Residents of Northern Kentucky’s riverfront are accustomed to the sort of change that comes in small, steady doses. But for the first time in a long while, Newport is poised for strategic transformation that holds citywide promise for the future.
Since Newport on the Levee debuted amid much fanfare in 2001 — long before The Banks came to be on Cincinnati’s downtown shore — plans for expansion were always presumed to be coming, and developers finally broke ground late last year on Aqua on the Levee
. The $80-million addition will feature a hotel, retail stores, 238 rental units and an 800-space parking garage. Jointly financed by Price Group (the Levee’s current owners) and developers at Capital Investment Group
, the project is expected to open in phases beginning in late 2016.
Residents of Aqua and its forerunner in upscale Newport living, Monmouth Row
, may soon view an added bonus from their balconies: a 180-foot permanent observation wheel.
Much more than a simple carnival ride, the proposed attraction would be equipped with six- to 10-person “viewing platforms” offering sweeping aerial views of downtown and the river basin. The wheel will add visual interest to a plan jointly proposed by Southbank Partners
and the City of Newport to transform the area between the Taylor-Southgate and Purple People bridges known as Festival Park.
Progress takes all forms
The removal of aging buildings, while often a controversial decision — as was the case with recently announced plans to demolish Newport Intermediate School
to make way for upscale condos — is necessary for the city’s success, according to Southbank Partners President Jack Moreland.

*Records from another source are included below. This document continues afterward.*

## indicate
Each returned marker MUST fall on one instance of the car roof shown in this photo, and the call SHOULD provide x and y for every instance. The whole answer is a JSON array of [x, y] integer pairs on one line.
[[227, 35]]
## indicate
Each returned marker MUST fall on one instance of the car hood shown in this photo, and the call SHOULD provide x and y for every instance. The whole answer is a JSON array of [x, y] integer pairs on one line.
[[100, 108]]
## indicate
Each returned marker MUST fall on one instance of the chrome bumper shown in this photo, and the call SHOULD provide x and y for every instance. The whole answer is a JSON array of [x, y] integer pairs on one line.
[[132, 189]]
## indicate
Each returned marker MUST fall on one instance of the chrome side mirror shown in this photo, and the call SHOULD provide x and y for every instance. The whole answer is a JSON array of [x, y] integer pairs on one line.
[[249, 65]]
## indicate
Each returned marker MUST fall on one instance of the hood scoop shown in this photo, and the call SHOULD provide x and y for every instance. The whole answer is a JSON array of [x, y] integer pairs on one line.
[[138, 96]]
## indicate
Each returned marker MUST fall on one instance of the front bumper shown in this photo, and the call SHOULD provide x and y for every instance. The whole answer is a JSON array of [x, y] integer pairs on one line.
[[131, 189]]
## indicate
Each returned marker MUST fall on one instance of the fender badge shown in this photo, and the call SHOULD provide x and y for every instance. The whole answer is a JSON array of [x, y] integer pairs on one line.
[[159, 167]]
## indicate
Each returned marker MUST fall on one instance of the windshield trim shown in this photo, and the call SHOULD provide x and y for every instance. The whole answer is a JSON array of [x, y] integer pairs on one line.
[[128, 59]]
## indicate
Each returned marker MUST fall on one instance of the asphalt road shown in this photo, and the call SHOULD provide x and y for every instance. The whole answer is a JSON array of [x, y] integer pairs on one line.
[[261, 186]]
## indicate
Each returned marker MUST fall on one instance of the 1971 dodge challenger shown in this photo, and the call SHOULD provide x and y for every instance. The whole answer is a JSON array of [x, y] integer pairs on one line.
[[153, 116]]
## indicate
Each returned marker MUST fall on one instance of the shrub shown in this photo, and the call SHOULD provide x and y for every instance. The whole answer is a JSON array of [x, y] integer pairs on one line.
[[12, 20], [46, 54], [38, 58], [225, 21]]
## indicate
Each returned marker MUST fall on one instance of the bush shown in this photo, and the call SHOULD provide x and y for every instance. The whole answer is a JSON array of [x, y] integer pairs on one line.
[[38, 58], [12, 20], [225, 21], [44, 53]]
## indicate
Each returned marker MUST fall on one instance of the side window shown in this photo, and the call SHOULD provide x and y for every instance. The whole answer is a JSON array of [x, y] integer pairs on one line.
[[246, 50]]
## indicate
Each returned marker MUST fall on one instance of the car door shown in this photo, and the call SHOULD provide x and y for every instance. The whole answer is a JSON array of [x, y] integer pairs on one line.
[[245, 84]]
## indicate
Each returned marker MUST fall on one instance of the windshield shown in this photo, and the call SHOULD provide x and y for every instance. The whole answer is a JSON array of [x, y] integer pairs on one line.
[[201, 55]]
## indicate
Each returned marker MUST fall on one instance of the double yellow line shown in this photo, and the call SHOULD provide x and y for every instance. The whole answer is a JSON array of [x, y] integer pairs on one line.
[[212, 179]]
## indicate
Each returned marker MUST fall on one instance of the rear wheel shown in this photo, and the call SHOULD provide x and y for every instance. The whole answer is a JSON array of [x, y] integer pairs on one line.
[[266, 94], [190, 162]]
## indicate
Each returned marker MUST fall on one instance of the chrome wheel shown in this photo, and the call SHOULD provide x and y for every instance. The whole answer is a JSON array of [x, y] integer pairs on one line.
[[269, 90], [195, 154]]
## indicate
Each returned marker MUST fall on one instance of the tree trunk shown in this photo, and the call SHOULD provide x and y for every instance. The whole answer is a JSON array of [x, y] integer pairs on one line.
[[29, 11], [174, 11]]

“Cities either move forward or they die,” Moreland says of the recent demolition of the Travelodge at the foot of Taylor-Southgate Bridge and plans to tear down nearby Section 8 housing. “It’s never an uninformed decision. In the case of the public housing, those buildings haven’t been improved since the 1960s and are in really bad shape.”
Moreland says the impacted residents have been offered vouchers and resources for relocating in Newport and beyond, an approach that’s in keeping with a national shift toward dispersing public housing throughout communities.
A six-story, 119-room Hampton Inn will replace the Travelodge, while neighboring cleared space will be used as a traffic roundabout to cap off the relocation of KY Route 9
that’s currently underway. Moreland believes redirecting through-traffic around the downtown business core will boost home sales in Newport’s west end and prompt interest in developing underutilized sites along the Licking River corridor.
“There’s 20 acres of unused space where Newport Steel used to be and 20-plus more acres just north of there that has been waiting for the right time to take shape,” Moreland says, adding of relocating Route 9, “The road is the right time.”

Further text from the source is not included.